After running @Lotusshaney's script, the user was not prompted, the install was successful, and they were removed from admin on first boot
@krispayne Nice! i cant seem to find his script or pull request with code changes.
@memile123 ‘‘Tis but a link in a comment in this thread.
I did a pull request awhile ago but it got cancelled
It’s pull #86
Either in this thread or the other I think that the idea of elevating then demoting wasn't wholly agreed upon since it's possible that the demotion wouldn't work all of the time, that and more strict environments where even the temporary elevation was considered policy violation.
That being said, it worked flawlessly this morning on a very troublesome machine.
He is a slightly updated version of the script the does the demote without requiring a user to be logged in. Give this a try if you like.
https://github.com/Lotusshaney/macOSUpgrade/blob/master/macOSUpgrade.sh
It seems that this problem do not occur when I tried to upgrade to mojave with 10.14.3 installer.
Very interesting. I will test that today. Can anyone else confirm this is not an issue with 14.3?
@hcgtexas Thank you for your response. I think that it can not be confirmed by my environment alone, so it would be nice to have some people try.
Still asking me for admin credentials with the 10.14.3 installer
That's unfortunate. Perhaps my environment was special. I'm sorry.
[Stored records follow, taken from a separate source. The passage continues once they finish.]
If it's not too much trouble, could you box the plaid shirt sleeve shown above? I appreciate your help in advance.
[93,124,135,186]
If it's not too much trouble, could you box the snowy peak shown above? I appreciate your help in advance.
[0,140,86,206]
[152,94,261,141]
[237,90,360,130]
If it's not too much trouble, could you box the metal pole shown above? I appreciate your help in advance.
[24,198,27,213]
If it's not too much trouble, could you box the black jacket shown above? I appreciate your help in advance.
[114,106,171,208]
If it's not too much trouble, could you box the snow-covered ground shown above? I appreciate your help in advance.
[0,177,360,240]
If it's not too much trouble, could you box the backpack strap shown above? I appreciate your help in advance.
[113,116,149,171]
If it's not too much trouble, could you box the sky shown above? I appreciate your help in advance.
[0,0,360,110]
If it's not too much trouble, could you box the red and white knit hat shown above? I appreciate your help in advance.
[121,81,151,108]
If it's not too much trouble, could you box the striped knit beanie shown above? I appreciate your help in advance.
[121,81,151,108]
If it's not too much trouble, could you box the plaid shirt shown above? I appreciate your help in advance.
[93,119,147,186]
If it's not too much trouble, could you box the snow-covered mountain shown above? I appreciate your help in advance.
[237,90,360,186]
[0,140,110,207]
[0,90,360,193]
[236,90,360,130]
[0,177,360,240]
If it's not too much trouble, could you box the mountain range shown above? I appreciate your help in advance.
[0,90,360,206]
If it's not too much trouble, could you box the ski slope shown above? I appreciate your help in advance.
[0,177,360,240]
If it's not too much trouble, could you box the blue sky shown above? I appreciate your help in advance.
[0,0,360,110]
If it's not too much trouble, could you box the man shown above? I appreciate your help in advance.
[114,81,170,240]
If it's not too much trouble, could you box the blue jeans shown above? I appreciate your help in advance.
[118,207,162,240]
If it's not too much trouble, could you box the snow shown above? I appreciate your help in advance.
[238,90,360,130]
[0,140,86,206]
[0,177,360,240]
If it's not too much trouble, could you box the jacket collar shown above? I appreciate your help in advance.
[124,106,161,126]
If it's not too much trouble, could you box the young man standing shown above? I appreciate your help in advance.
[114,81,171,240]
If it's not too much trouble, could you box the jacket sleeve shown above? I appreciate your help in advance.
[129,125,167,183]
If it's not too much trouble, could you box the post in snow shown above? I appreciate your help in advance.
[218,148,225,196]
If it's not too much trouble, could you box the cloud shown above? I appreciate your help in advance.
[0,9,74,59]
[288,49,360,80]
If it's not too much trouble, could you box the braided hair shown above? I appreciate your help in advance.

It is good news for all of you. It seems that this issue has been resolved by merging https://github.com/kc9wwh/macOSUpgrade/pull/97.
Thank you @taniguti!
And we want you to be careful a little bit, we are planning https://github.com/kc9wwh/macOSUpgrade/issues/100.
I tried to upgrade from 10.13.6 to 10.14. Before restarting the script asks for the administrator credentials for the osinstallersetupd process.
Is there something wrong with the Script and 10.14?